C’est avec de grands rêves qu’on parvient à de grandes choses. Et nos deux entrepreneurs ont de sacrées ambitions pour l’avenir. A vous de juger : « Notre vision dépasse la simple technologie des drones. Nous menons d’autres recherches qui, selon nous, rendront les drones obsolètes d’ici 2030 à 2035. Cependant, nous souhaitons maximiser leur potentiel d’ici là », dixit Zakaria Fahim, qui continue : « Sur le long terme, notre ambition est de développer la technologie aérospatiale pour des fins environnementales. Je suis convaincu qu’un jour, les enjeux environnementaux seront aussi considérés comme des enjeux de sécurité, car la durabilité de notre planète face à la situation environnementale actuelle est incertaine. Pour concrétiser ces ambitions, nous aurons besoin de financements, de partenariats solides et d’une reconnaissance croissante de l’importance de la technologie aérospatiale dans la protection de notre environnement ». Quant à Soufiane Ammagui, il n’a également rien à envier à Korair question ambitions : « À moyen et long terme, nous ambitionnons de devenir le leader de la production de drones tactiques dans la région MENA, à être classés parmi les dix meilleurs producteurs mondiaux d’ici trois ans, et à envisager une introduction en bourse dans les cinq prochaines années. Nos objectifs sont ambitieux, et nous misons sur des mécanismes de financement et d’accompagnement appropriés qui tiennent en considération la dimension stratégique de notre industrie, nous souhaitons à tout prix maintenir la production au Maroc malgré les offres internationales ».

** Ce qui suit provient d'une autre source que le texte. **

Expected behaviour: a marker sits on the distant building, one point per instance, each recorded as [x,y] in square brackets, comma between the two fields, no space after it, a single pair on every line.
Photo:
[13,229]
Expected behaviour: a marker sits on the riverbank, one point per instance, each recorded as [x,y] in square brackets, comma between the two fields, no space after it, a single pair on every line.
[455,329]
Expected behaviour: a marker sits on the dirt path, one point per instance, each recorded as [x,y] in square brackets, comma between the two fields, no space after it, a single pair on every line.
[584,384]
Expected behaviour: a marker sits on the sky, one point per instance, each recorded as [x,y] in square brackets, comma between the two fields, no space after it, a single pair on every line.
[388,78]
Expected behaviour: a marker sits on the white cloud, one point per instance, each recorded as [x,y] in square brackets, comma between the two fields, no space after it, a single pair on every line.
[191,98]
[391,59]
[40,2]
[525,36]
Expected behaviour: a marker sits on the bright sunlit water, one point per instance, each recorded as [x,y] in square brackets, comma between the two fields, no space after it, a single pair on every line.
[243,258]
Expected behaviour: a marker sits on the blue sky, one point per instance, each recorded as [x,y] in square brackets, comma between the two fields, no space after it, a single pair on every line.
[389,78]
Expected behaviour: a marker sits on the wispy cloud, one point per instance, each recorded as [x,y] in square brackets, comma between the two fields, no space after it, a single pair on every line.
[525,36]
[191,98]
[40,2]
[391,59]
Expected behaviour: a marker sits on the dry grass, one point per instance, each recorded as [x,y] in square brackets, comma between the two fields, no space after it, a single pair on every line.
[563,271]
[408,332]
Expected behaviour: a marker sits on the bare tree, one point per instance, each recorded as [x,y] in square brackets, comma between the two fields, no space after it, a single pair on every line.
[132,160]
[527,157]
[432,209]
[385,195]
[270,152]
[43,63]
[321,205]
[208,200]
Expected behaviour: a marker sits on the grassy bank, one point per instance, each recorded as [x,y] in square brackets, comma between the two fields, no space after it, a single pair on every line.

De grandioses ambitions pour lesquelles il faut bien qu’on les soutienne, directement ou en coulisses, et qu’on les éloigne tant que faire se peut de la manière de voir les choses de l’australopithèque, ce Marocain conservateur qui ne conserve pas grand-chose de louable mais qui, par la force des choses et de ses ruses et stratagèmes empiriques (unique œuvre de sa vie), possède la puissance et les moyens de freiner notre évolution à tous, ou de nous faciliter la traversée, selon son humeur du jour. Et nous ne le pointons pas du doigt pour rien. Son concours est nécessaire, voire même vital, puisque le facteur temps est important. Soufiane Ammagui le confirme : « Le temps est l’élément-clé dans cette course de maîtrise technologique, vu que les systèmes aériens sans pilote sont juste une étape vers des systèmes robotisés collaboratifs reliant drones terrestres, marins, et aériens. Ce qui représente le prochain virage technologique sur ce secteur, avec des démonstrateurs présentés par le DARPA aux USA, ou même IAI en Israël. Il faut la mobilisation de plusieurs acteurs institutionnels pour mettre en place les bases afin d’installer cette industrie au Maroc». La bureaucratie doit donc impérativement s’adapter, et très vite. Un échec après tentative vaut toujours mieux qu’aucune tentative du tout, à cause de la lenteur de réflexion et du caractère conservateur et archaïque de certains dinosaures dont on se passerait bien. C’est de technologie 100% marocaine qu’on parle. Et de sécurité nationale. Le test est permis! Peu importent les coûts… Défense de tergiverser.